Optical inspection approach for in-line industrial monitoring of nano and micrometric layers quality in thin film photovoltaics technologies

Photovoltaic (PV) energy will play a key role in Europe’s transition to climate-neutrality by decentralizing and decarbonizing energy production. Currently, the EU funds are concentrated on finding new generations of PV technologies with higher efficiency, lower costs, lower carbon footprint, and high customizability (shape, colour transparency, flexibility, etc.) for ubiquitous integration solutions (building integrated PV, vehicles integrated PV, internet of things, agrivoltaics, etc.). PV technologies based on thin films (TF – like chalcopyrite, perovskite, kesterite) meet all these requirements and are suited to be manufactured with high levels of automation and Industry 4.0 approaches. However, due to the use of multielement materials and multilayer architectures, the manufacturing processes meet various challenges, including the significant impact of each production step on the final product performance. Currently, these steps are barely monitored, making it difficult to detect relevant deviations from the standard processes, due to the absence of in-line compatible methodologies that can be easily integrated and adapted to the customizable products, like TFPV technologies.

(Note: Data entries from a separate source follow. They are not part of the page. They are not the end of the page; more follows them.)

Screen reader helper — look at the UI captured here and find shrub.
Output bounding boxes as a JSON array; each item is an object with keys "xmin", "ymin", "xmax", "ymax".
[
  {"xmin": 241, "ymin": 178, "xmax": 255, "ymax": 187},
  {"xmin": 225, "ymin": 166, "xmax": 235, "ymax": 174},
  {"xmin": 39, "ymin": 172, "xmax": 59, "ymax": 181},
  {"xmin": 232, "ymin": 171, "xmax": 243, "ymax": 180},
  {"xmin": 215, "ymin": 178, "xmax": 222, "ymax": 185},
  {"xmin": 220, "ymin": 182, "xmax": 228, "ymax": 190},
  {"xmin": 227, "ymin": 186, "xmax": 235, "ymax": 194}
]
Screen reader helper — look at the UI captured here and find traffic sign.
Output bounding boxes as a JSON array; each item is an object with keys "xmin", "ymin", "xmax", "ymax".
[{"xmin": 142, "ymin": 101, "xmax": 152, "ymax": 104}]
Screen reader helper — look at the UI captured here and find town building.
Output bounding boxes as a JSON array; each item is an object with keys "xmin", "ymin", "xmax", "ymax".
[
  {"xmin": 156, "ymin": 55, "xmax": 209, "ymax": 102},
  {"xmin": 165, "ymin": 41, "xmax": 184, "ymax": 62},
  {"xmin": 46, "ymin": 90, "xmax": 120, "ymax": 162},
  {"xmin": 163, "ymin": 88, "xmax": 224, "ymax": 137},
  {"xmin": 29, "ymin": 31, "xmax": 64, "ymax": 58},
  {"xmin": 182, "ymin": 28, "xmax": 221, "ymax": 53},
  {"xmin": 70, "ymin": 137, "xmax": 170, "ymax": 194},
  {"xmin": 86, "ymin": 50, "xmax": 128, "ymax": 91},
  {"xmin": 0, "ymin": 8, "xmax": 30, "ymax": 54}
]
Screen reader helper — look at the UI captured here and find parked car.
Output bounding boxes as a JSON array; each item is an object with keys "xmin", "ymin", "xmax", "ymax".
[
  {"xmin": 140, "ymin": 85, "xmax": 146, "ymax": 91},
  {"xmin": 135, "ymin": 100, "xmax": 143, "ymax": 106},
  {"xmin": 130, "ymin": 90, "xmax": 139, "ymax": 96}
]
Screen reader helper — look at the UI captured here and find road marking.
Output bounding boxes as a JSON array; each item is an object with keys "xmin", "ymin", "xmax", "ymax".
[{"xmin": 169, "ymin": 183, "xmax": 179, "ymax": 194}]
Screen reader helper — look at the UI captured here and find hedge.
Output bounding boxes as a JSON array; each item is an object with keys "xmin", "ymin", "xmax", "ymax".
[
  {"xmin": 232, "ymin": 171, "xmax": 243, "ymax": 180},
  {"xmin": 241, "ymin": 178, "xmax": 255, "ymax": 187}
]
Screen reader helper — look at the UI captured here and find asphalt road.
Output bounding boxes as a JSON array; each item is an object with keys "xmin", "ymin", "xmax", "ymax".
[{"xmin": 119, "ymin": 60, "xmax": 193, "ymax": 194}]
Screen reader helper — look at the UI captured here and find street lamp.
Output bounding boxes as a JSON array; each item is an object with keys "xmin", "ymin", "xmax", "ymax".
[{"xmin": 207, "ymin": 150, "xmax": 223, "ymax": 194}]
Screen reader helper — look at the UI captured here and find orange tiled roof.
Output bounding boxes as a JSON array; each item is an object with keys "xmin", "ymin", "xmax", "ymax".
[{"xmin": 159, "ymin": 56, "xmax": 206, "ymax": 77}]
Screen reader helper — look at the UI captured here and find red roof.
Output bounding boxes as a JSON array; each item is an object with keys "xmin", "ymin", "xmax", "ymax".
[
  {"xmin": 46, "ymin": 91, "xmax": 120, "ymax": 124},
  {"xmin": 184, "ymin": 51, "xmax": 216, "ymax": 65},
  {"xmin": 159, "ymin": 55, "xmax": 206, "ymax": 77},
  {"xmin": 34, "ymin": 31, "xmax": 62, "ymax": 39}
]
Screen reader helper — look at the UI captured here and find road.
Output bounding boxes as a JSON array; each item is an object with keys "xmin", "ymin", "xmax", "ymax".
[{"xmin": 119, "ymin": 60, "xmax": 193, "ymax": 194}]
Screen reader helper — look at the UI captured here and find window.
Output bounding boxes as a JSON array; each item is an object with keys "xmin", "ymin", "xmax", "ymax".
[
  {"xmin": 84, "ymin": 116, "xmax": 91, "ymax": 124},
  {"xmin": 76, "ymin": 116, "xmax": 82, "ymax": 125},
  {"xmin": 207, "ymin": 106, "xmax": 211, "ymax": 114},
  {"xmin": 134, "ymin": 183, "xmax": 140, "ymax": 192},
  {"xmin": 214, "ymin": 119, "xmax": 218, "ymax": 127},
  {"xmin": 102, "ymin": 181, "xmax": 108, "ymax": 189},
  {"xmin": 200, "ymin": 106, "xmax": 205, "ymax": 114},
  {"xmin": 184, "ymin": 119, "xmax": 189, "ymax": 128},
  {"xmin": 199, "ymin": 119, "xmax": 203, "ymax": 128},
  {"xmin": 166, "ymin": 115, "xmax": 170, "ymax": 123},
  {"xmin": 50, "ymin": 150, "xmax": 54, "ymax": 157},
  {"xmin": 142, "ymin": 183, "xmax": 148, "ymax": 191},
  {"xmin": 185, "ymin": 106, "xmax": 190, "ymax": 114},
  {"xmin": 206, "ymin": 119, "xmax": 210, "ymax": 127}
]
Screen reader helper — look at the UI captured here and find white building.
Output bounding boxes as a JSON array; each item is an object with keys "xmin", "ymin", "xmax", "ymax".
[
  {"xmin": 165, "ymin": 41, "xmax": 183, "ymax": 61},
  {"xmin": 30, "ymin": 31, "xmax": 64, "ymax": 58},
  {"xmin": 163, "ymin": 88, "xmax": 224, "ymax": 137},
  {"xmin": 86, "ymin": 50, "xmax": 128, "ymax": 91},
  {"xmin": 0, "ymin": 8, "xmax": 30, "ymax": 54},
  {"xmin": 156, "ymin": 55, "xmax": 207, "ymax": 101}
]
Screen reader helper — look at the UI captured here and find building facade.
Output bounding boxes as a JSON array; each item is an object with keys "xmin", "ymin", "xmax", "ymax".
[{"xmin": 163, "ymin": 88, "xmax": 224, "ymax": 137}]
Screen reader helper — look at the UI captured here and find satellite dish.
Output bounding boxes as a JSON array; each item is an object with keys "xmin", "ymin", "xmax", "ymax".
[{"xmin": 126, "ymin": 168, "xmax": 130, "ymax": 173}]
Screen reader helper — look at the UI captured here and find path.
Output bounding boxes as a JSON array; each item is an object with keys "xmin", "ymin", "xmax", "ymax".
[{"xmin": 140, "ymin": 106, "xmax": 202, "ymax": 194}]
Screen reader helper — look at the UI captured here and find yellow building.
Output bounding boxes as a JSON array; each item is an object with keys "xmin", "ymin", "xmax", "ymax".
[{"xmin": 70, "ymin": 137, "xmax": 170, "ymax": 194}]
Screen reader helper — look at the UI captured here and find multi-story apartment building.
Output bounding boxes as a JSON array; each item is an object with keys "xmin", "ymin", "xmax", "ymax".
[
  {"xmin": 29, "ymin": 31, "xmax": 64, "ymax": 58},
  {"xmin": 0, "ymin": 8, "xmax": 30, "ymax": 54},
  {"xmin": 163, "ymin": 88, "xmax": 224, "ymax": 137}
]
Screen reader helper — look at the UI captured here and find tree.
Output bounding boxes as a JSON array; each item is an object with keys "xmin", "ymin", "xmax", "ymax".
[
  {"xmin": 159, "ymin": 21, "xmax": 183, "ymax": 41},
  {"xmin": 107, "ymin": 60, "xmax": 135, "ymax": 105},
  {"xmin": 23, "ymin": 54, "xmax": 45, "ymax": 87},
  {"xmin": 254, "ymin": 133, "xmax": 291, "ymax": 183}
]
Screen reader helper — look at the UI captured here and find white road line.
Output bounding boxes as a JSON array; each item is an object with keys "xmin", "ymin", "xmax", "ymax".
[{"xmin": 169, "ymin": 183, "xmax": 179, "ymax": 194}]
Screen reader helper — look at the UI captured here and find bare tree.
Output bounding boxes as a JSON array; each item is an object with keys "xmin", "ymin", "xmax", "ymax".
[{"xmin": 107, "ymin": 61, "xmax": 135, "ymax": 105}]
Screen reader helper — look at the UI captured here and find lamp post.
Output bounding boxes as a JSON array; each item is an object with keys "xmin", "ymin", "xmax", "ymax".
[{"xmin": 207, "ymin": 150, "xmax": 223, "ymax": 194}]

In this regard, the current work presents an innovative, fast, non-destructive, easy implementable and adaptable approach for quality control for several properties of different layers at various production steps in TF devices. This approach includes application of spectral and imaging reflectance (%R) and transmittance (%T) spectroscopies to detect deviations from the standard process affecting such critical material parameters as composition, structure and presence of defects, and layer thicknesses. The approach is tested on chalcopyrite, kesterite, and perovskite-based TFPV technologies, including nanometric and micrometric layers used in these technologies. The large-scale (from 10×10 cm2 up to 100×100 cm2) chalcopyrite, perovskites, and kesterite-based solar modules used for the present study were fabricated at industrial or pre-industrial pilot lines of ZSW, Saule, and IREC, respectively. The approach was developed using mainly spectral %R and %T by measuring a statistically relevant number of points (tens per sample). This allowed to select the optimal spectral ranges, and to extend the approach to imaging %R and %T, directly analysing the homogeneity of the respective property of the whole or a representative part of the module by a hyperspectral approach.
The confident results of the spectral and preliminary results of the imaging %R and %T allow to establish this new approach as a fast and non-destructive tool for in-line monitoring of different complex production processes with high accuracy and lateral resolution, as well as to propose this tool for the research community as an option for monitoring their TF baseline processes, with the aim to reduce the material waste, thus to improve the sustainability of both research studies and industrial processes.